If one remembers, cuDNN is a library for CUDA, which is a proprietary technology of NVIDIA and works only on NVIDIA GPUs. Hence, these libraries worked only on NVIDIA GPUs. If they were to work with AMD’s GPUs, the libraries needed to be re-written in OpenCL, which is kind of an open source version of CUDA supported by both NVIDIA and AMD. OpenCL did not have something like cuDNN standing for it, which meant that the developers of these libraries had a very tough task ahead for themselves if they wanted to bring in support for it. Till date, many of these frameworks do not have OpenCL support, or have only very rudimentary support.

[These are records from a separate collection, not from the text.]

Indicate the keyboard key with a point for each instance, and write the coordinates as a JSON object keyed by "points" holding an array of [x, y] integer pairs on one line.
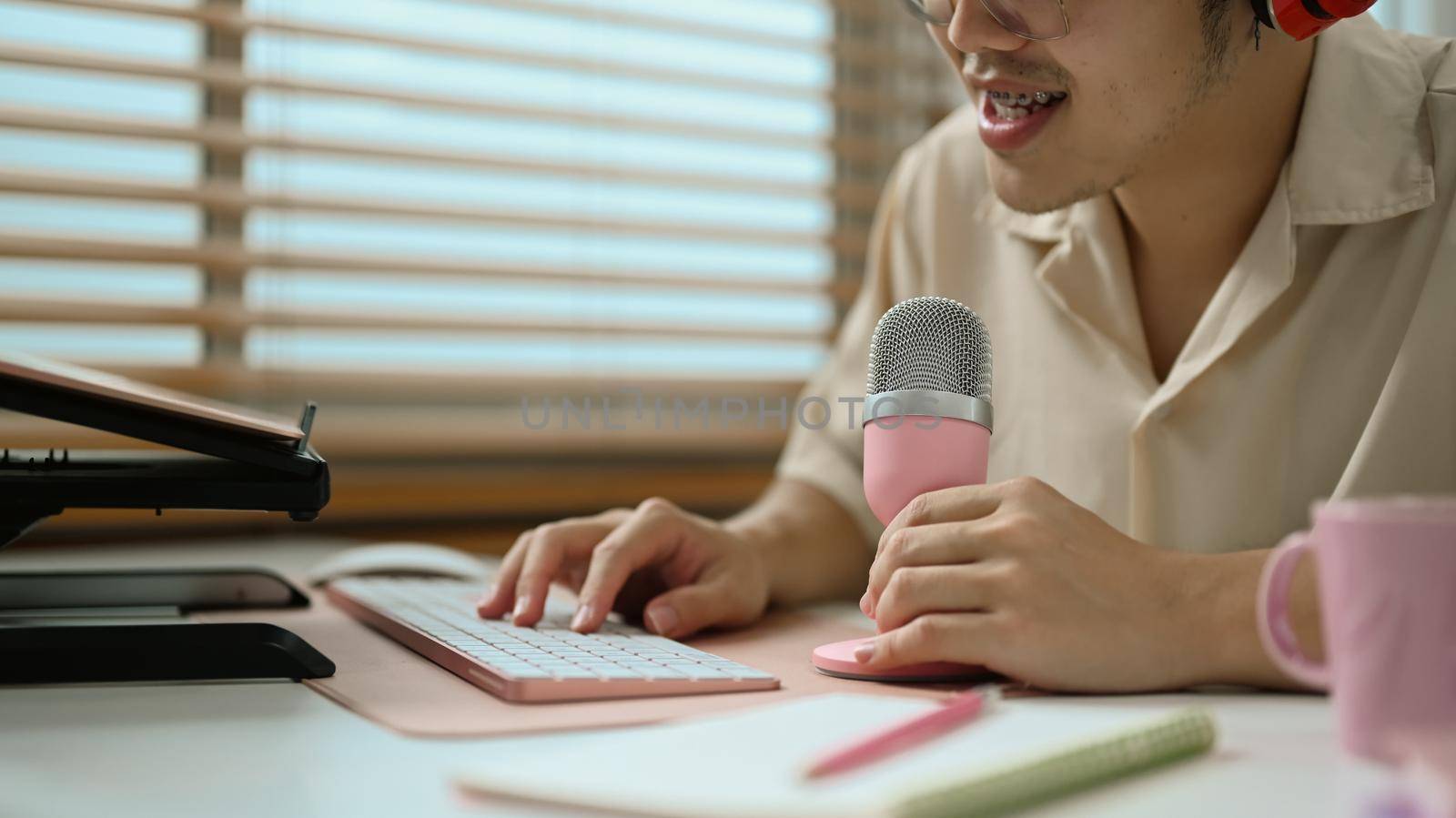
{"points": [[443, 611]]}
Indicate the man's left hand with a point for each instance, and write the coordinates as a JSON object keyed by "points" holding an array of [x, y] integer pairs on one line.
{"points": [[1021, 580]]}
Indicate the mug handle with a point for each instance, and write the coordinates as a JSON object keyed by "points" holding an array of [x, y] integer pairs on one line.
{"points": [[1273, 613]]}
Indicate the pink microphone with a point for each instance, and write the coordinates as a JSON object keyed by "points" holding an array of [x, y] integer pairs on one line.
{"points": [[928, 427], [928, 407]]}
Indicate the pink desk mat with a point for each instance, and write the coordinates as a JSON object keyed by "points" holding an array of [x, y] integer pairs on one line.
{"points": [[404, 692]]}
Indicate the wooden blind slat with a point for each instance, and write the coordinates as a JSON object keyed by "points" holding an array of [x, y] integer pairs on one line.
{"points": [[233, 77], [844, 48], [238, 316], [238, 140], [235, 198], [239, 259]]}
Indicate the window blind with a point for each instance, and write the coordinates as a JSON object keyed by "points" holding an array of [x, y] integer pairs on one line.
{"points": [[424, 211]]}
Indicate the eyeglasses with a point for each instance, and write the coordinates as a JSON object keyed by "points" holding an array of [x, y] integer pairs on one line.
{"points": [[1031, 19]]}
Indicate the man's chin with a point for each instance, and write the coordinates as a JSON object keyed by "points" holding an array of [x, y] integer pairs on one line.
{"points": [[1036, 192]]}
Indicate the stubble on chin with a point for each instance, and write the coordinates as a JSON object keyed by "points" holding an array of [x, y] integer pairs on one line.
{"points": [[1041, 198]]}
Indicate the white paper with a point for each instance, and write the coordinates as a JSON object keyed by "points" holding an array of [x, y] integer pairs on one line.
{"points": [[752, 762]]}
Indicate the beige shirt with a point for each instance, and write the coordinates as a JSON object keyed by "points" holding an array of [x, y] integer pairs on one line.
{"points": [[1325, 364]]}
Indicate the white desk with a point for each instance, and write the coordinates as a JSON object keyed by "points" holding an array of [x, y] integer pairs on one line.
{"points": [[278, 749]]}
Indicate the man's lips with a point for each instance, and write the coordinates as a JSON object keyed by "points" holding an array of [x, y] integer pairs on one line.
{"points": [[1014, 114]]}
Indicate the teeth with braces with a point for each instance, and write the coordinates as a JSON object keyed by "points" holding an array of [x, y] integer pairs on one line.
{"points": [[1018, 105]]}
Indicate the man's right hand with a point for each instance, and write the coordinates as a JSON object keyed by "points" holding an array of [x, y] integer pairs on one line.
{"points": [[681, 572]]}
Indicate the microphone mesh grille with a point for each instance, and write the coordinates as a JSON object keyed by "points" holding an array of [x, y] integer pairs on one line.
{"points": [[931, 342]]}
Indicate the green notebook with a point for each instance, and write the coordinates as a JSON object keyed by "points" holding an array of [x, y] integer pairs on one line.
{"points": [[749, 763], [1024, 782]]}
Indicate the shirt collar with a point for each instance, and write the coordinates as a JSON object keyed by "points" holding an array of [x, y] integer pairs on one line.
{"points": [[1363, 150]]}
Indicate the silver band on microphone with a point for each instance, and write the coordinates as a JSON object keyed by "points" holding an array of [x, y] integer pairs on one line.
{"points": [[928, 403]]}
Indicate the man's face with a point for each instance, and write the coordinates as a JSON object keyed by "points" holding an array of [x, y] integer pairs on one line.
{"points": [[1139, 79]]}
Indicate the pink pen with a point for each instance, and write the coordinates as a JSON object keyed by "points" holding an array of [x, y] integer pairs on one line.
{"points": [[956, 712]]}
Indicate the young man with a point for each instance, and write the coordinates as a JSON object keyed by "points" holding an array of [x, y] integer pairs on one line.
{"points": [[1220, 281]]}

The effect of the situation described in the previous paragraph was an NVIDIA Monopoly for the Machine Learning/Scientific Computing market. As with any monopoly, NVIDIA had complete control of the market. The pricing of GPUs was entirely up to them. This resulted in NVIDIA crippling their consumer brand of GeForce GPUs, removing support for efficient methods of certain types floating point computations (FP16 and FP64) and releasing their Titan brand of GPUs, which were the exact hardware as their GeForce counterparts, but with this ability added along with a hefty price tag. Originally, the pricing was something like $699 for the GeForce 1080Ti and $1200 for the equivalent Titan Xp. Later on, they launched the successor of the Titan Xp, the Titan V, for a whopping $3000. A wonderful example for abuse of market power. The concept of free market no longer exists. Even though AMD makes competitive GPUs, all sales go to NVIDIA. Being in such a position, facing no competition, NVIDIA is in no position to innovate. In one sense, they have no competition to keep up to. The last set of GPUs they released (on the high end) was 2 years ago (2016), and they are yet to release an updated line since then. Monopoly, market power abuse, curbing of innovation, the customer has to face it all.

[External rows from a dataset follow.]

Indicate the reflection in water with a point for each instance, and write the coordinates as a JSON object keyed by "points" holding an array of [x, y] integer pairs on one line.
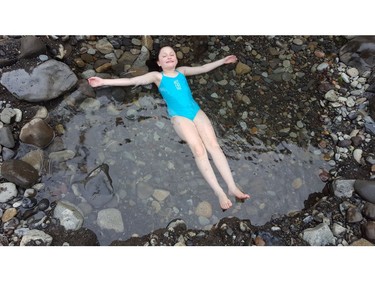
{"points": [[154, 176]]}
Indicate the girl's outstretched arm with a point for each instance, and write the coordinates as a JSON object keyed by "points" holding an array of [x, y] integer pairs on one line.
{"points": [[194, 70], [148, 78]]}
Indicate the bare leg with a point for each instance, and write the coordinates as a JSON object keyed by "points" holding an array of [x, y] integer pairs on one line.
{"points": [[187, 131], [207, 134]]}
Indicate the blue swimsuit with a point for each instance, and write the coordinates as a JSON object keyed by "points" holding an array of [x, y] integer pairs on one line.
{"points": [[178, 97]]}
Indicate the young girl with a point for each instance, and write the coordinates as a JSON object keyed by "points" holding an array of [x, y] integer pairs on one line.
{"points": [[189, 121]]}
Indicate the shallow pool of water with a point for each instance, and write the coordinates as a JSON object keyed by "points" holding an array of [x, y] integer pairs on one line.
{"points": [[144, 155]]}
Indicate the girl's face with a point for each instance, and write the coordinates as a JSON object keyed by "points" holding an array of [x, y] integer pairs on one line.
{"points": [[167, 59]]}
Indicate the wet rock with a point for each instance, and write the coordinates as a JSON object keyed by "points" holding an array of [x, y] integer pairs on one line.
{"points": [[9, 214], [37, 132], [36, 237], [369, 230], [43, 204], [369, 210], [366, 189], [6, 136], [63, 237], [19, 172], [69, 215], [110, 219], [353, 215], [8, 191], [31, 46], [320, 235], [359, 52], [46, 81]]}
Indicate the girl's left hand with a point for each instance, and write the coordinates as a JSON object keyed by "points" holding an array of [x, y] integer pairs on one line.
{"points": [[230, 59]]}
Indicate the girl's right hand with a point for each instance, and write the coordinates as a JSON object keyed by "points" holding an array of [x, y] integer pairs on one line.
{"points": [[95, 81]]}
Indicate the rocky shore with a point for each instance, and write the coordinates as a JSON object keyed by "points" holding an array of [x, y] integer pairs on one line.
{"points": [[325, 87]]}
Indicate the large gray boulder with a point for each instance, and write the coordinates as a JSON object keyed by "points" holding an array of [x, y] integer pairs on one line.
{"points": [[44, 82]]}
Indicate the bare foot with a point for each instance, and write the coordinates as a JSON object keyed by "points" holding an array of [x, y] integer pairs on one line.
{"points": [[225, 203], [238, 194]]}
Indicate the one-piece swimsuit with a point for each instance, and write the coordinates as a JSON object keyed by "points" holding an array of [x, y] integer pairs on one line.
{"points": [[178, 97]]}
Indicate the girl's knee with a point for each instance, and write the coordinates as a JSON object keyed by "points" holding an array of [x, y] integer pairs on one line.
{"points": [[198, 150], [213, 147]]}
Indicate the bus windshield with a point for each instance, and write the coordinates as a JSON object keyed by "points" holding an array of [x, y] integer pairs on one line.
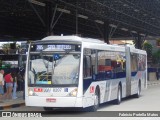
{"points": [[54, 67]]}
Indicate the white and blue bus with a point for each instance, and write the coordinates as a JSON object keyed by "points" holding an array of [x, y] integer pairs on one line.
{"points": [[75, 72]]}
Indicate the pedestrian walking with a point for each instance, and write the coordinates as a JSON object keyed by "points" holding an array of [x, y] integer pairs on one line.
{"points": [[14, 76], [9, 86], [1, 84]]}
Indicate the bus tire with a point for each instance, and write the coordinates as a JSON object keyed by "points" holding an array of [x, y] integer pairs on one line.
{"points": [[119, 96], [96, 102], [137, 95]]}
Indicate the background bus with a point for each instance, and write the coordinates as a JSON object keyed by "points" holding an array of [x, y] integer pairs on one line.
{"points": [[70, 71]]}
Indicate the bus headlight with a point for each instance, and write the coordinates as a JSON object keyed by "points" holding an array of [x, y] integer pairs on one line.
{"points": [[30, 92], [73, 93]]}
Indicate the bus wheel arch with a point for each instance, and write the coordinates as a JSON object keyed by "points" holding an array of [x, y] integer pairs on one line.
{"points": [[96, 100]]}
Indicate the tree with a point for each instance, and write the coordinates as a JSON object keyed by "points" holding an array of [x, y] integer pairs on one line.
{"points": [[156, 58]]}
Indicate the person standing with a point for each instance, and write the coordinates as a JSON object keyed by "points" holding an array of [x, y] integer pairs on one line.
{"points": [[14, 76], [1, 84], [9, 86]]}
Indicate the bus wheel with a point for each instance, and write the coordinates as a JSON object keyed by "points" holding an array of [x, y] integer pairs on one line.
{"points": [[96, 102], [119, 96], [137, 95]]}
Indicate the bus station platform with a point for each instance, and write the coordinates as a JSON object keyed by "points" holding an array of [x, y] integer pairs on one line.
{"points": [[13, 103]]}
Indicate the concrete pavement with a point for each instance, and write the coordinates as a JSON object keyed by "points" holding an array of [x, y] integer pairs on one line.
{"points": [[7, 104]]}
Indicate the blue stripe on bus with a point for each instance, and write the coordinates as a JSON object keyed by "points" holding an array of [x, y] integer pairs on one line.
{"points": [[104, 76]]}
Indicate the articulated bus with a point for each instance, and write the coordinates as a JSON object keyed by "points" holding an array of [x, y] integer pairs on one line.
{"points": [[76, 72]]}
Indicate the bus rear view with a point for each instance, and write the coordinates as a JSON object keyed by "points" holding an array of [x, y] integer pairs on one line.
{"points": [[52, 76]]}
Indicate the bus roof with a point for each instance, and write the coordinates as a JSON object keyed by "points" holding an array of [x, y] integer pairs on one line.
{"points": [[71, 38]]}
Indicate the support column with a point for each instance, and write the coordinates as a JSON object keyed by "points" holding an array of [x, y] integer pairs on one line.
{"points": [[48, 18], [106, 32]]}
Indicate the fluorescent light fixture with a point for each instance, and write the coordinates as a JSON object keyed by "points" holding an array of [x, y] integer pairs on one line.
{"points": [[99, 21], [150, 36], [63, 10], [124, 29], [145, 14], [133, 31], [112, 25], [37, 3], [125, 5], [142, 34], [136, 10], [82, 16]]}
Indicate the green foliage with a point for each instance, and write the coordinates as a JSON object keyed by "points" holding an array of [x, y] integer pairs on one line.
{"points": [[148, 47]]}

The rant about NVIDIA now continues to the realm of software support. Linux, as one may know, is an open source operating system kernel. The code is available for the public to view and contribute to. The Linux kernel essentially contains the code to support different pieces of hardware, i.e the drivers. Many hardware companies have embraced the open nature of Linux and provide Linux support for their hardware by directly adding code to the Linux kernel. Thus, the hardware becomes plug and play on any Linux system. Normally, since access to code is there, the code is tweaked slightly before being built so that it runs well on any kind of system. NVIDIA, however have taken a different approach. Their code is “closed source”, which means they keep the code to themselves, and release built code in the form of what people call “binary blobs”, which will run on the kernel. Since tweaking the code before building is not possible in this case, getting the NVIDIA GPU driver to work on Linux systems is hit or miss. To add insult to injury, while installing updates, some times things breaks along the way resulting in an unusable system for the user.

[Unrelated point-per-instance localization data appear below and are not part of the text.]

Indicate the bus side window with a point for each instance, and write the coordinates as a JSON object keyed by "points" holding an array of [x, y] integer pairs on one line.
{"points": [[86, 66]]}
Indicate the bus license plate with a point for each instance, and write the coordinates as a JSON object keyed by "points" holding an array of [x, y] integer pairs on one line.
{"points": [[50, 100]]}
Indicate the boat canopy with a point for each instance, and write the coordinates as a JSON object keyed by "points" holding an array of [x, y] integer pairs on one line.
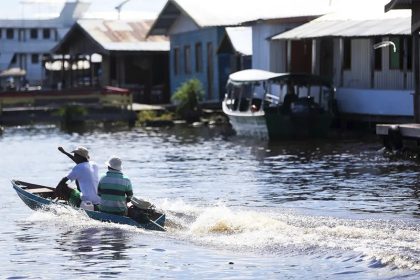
{"points": [[255, 75], [252, 75]]}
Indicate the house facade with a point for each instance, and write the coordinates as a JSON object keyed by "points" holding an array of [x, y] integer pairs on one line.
{"points": [[24, 42], [369, 57], [196, 31], [100, 53]]}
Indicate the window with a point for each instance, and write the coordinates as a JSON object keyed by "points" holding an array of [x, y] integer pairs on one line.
{"points": [[187, 59], [347, 54], [198, 57], [176, 61], [34, 33], [10, 33], [409, 53], [46, 33], [378, 55], [35, 58]]}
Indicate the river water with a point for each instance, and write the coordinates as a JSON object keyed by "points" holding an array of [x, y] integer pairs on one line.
{"points": [[236, 209]]}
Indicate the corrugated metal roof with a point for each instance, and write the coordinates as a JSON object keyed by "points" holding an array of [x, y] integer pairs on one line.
{"points": [[241, 39], [30, 23], [120, 35], [235, 12], [398, 4], [353, 25]]}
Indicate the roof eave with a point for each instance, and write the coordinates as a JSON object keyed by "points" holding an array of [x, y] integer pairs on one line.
{"points": [[396, 5], [165, 32]]}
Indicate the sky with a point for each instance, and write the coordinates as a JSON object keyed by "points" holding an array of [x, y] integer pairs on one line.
{"points": [[29, 9]]}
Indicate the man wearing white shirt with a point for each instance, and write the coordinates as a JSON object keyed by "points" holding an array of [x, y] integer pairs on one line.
{"points": [[85, 173]]}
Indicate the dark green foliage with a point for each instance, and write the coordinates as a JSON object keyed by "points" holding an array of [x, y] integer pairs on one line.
{"points": [[187, 98]]}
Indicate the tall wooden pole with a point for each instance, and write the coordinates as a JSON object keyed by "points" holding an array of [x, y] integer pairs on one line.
{"points": [[416, 57]]}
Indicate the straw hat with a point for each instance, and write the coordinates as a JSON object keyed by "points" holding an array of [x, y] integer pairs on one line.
{"points": [[115, 163], [81, 151]]}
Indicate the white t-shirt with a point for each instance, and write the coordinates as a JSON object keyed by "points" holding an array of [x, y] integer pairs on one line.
{"points": [[86, 173]]}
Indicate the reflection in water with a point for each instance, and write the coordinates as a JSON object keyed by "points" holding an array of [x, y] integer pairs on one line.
{"points": [[95, 243], [335, 201]]}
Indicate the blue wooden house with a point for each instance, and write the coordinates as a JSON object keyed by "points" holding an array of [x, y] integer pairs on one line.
{"points": [[196, 34]]}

Support for the Deep Learning libraries on Windows wasn’t on par with Linux in the early stages, hence many people stuck with Linux to use GPUs for Machine Learning. Thus, Machine Learning researchers have been putting up with NVIDIA’s troublesome software for all these years, and the situation is not improving. Installing updates to the NVIDIA driver still remains murky waters to tread into, a system downtime is unacceptable. NVIDIA really is not going to change it’s approach cause it does not need to, people will put up with it cause they have no other option.
What is AMD’s stance on this? Well, they obviously cannot get CUDA running on their GPUs. One framework, Theano, has OpenCL support, however the popular ones like Tensorflow and pyTorch still lack it. AMD has been pushing for the use of OpenCL wherever possible. Outside the realm of Machine Learning, popular video rendering software support using both CUDA and OpenCL for GPU accelerated rendering.
Reading till this point should have provided an understanding of what goes on in the minds of Machine Learning researchers and computer enthusiasts. NVIDIA is in a very powerful position in the market due a large number of factors, some of them explained above. In the long run, this situation does not promise good times for customers, which is essentially why this rant exists in the first place. AMD really needs to step up it’s game. Google, with it’s TPUs in the cloud may also prove to a strong competitor in the future, but for now, NVIDIA reigns supreme.